1) Field of the Invention
This invention relates to a process for producing sialic acids-containing lactose from sialic acids containing milk-derived liquid such as whey or skim milk.
Owing to the inclusion of physiologically-active sialic acids, sialic acid-containing lactose are useful as an effective ingredient for foods, drugs, feeds, etc.
2) Description of the Prior Art
Lactose, sialic acids, ash, etc. are contained in addition to whey proteins or milk proteins in whey by-produced upon production of cheese or casein from milk as a starting material or in skim milk also by-produced upon separation and collection of milk fat from milk.
Among these components of whey or skim milk, whey proteins, milk proteins, lactose and the like have been isolated by ultrafiltration, heating, crystallization, or the like and have been used for respective applications.
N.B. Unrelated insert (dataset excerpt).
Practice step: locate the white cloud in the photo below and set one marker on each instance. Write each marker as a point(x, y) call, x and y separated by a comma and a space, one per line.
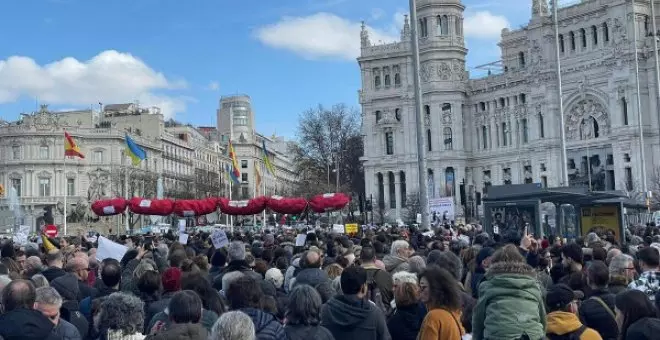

Although sialic acids have been recognized to be physiologically effective for human bodies, sialic acids contained in whey or skim milk have scarcely been utilized because no low-cost industrial technique has yet been established for the isolation of sialic acids from a permeate obtained by ultrafiltration of whey or skim milk or a deproteinization solution obtained by heat treatment of whey or skim milk. Accordingly, they have heretofore been discarded along with such permeates or deproteinization solutions.
However, it has been reported recently that saccharide chains contained in a conjugated saccharide such as a glycoprotein or glycolipid play an important role for the intercellular recognition in the living body. It is now increasingly recognized that sialic acids are particularly important as essential constituents of a receptor which performs the intercellular recognition. Further, sialic acids are contained at high levels in mother's milk and are considered to have a function as an infection protective factor for infants.
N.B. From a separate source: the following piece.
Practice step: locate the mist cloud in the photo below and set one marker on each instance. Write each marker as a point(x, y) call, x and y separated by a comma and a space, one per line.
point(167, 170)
In view of the above-described physiological important of sialic acids, a great advancement has been made in the development of techniques for the isolation or extract of sialic acids from milk, including those disclosed in Japanese Patent Publication No. 21234/1965 and Japanese Patent Application Laid-Open No. 184197/1984.
However, the process disclosed in Japanese Patent Publication No. 21234/1965 can isolate only a portion of sialic acids in milk and is therefore not efficient. Further, the process of Japanese Patent Application Laid-Open No. 184197/1984 is adapted to isolate sialic acids at concentrations as high as pure forms. The latter process is therefore accompanied by a problem that its steps are too complex to use it in industrial production.
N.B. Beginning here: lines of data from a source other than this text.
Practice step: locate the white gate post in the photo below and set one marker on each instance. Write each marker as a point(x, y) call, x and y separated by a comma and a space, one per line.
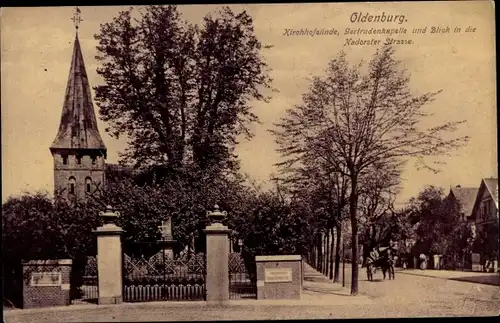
point(109, 259)
point(217, 281)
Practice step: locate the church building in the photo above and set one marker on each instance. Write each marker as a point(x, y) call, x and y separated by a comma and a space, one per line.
point(78, 150)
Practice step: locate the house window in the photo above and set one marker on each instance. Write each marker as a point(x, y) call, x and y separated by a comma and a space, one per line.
point(72, 184)
point(88, 182)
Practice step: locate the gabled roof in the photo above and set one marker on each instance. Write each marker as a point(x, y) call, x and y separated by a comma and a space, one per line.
point(490, 184)
point(78, 126)
point(466, 196)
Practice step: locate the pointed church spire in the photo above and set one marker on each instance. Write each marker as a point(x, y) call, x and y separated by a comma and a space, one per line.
point(78, 126)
On the other hand, the following procedures are generally used for the isolation of lactose from whey.
Crude lactose having a lactose content of 85-90% is obtained by conducting a series of steps, which comprise (i) lime treatment and heating of whey, (ii) removal of proteins thus precipitated, (iii) concentration, (iv) cooling and crystallization, (v) centrifugation, and (vi) washing and drying of crystals. Further, purified lactose having a lactose content as high as 95% or even higher is also obtained by proceeding with a series of additional steps, which comprise (vii) dissolution, (viii) discoloration and filtration, (ix) concentration and crystallization, (x) centrifugation, and (xi) drying of crystals.
Although several improvements on lactose production have been made to the above process as a basic process, these processes are all intended to obtain lactose alone and the isolation or recovery of sialic acids is not contemplated of at all. Most of the sialic acids in whey therefore remain in the mother liquor of the crude lactose or in the mother liquor of the purified lactose on the process of centrifugation of above (v) and (x), so that it has been impossible to isolate and recovered lactose and sialic acids together at the same time.
Similarly, skim milk is processed only to recover proteins therefrom. Thus, skim milk is subjected to ultrafiltration or to a heat treatment at a temperature as high as 90.degree. C. or even higher, which is close to the boiling point, whereby the milk proteins are isolated and recovered. Similarly to the case of whey, no attention has therefore been paid for the recovery of sialic acids.
After the recovery of proteins and crude or purified lactose from whey or skim milk, the still remaining mother liquor has heretofore been discarded in general.